The first couple of exercises are easy freebies; the exercises using apply() and by() really delve into R's functional/vectorial nature.

## Miles to km conversion

In [1]:
# 2. Miles to Kilometers Conversion
# 
# Write a simple function that accepts a numeric value, in miles, and 
# converts the value(s) to kilometers.
#
# Use the following information: 
#   kilometers = (8/5) * miles
# 
# Test the function with the following vector, and print the results.
miles = c(50, 100, 200, 275)

# What is the type (class) of the output, given the input vector miles?

# What is the type (class) of the output if you supply a single numeric value?
# What about a single character value?

## Average and standard deviation

In [2]:
# Write a simple function that prints out the mean and standard deviation
# of an input set of numbers. Test the result on the body and brain columns of
# the dataset mammals (mammals$body in units of kg, mammals$brain in units of g).
#
# Hints: 
#   - The native R function mean() can be used for the mean.
#   - The standard deviation is calculated as the square root (sqrt()) of the variance (var())
#       of a set of numbers. Or, use native R function sd().
#   - To output the values, build a vector or data frame from your
#       calculated values, then return that:
#         c(mean=avg, stdDev=sd)
#
library(MASS) # loads the dataset called "mammals"

## Using apply() functions

The apply() family of functions can be used to call some other function multiple times, with several 
different arguments. In this exercise we will explore the use of the sapply() function. We will use 
it to call several R functions on a predefined dataset, and then look at the output.

You can use the apply() family on a native R function, on a function you wrote yourself.

In [4]:
# a. First, create the sample dataset of US car data by running the following:
data(car.test.frame, package = "rpart")
US = car.test.frame[car.test.frame$Country=="USA", ]    # Only use American Cars
US = droplevels(US[ ,c(1,4,6:8)])                       # Only use specified columns

# b. Call head() or str() on the US dataset, to get a sense of the contents.
# How many columns does it have? What are their types?

# c. Now, call the sapply function on the US dataset, to apply the mean function to it.

# Hint: Use the syntax sapply(US, mean). Do you agree that this is equivalent to running
# mean(US$Price), followed by mean(US$Mileage), followed by the mean function of each other
# column in the US data frame? Can you see the use of the apply() family?

# d. Call the sapply function on the US dataset and the range function.

## Using the by() function

The apply() family of functions can be used to call some other function multiple times, after first grouping on the data that will be operated on.

In this exercise we will explore the use of the by() function. We will use it to call several R functions on a predefined dataset, and then look at the output.
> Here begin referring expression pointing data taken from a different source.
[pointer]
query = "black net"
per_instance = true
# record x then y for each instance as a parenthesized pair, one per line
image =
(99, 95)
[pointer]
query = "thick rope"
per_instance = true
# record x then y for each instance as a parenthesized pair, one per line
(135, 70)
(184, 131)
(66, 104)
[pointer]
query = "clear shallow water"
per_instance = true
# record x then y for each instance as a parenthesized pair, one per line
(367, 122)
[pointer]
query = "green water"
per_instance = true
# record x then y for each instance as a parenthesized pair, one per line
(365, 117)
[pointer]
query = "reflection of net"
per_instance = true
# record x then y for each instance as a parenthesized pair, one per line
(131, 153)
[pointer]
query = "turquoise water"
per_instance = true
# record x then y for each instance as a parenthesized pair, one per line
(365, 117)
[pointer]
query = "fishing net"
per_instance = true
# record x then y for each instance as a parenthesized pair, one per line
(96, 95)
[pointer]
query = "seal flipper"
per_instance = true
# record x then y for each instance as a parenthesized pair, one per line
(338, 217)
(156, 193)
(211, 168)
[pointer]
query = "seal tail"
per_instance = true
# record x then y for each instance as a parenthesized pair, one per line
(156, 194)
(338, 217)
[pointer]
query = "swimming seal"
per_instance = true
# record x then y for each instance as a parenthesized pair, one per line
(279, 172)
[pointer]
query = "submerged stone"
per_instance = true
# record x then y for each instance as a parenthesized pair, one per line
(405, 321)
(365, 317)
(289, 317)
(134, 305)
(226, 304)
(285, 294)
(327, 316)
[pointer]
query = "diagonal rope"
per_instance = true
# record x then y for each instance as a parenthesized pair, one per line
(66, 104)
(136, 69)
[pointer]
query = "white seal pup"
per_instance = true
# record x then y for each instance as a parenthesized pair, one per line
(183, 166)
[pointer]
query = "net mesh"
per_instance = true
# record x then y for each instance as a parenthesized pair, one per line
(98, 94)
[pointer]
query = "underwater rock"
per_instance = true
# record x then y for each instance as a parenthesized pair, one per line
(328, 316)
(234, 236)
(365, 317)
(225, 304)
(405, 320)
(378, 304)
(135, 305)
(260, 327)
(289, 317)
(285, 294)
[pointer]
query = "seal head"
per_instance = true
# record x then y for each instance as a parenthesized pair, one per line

As with the other apply() functions, you can use the by() family on a native R function, or on a function you wrote yourself.

### Iris dataset with by()

In [None]:
# First, show yourself what by() does. For this, we'll use the iris dataset. 
attach(iris)

# Use the mean() function to find the overall mean of the iris Petal.Width column. 
# Hint: use a call like: mean(iris[,"Petal.Width"])

# Then, use the by() function to find the mean of the Petal.Width column for each 
# iris Species.  Hint: use a call like: by(iris[,"Petal.Width"], Species, mean)

# Using the output of the by() call, find the mean of the means for all species.  
# It should match the overall mean you computed.

### Cars93 dataset with by()

In [None]:
# a. Now, create a sample dataset of car data by running the following:
d = droplevels(Cars93[,c(3,5,7,8,12)] )                # Only use specified columns

# b. Call head(), View(), or str() on the d dataset, to get a sense of the contents.
# How many columns does it have? What are their types?

# To find out more about the columns in the dataset, type:
?Cars93

# Remember that the first argument to by() specifies the columns to operate on; the second 
# specifies the column whose values form groups for the data; and the last specifies the
# function. Use R help for further information (?by)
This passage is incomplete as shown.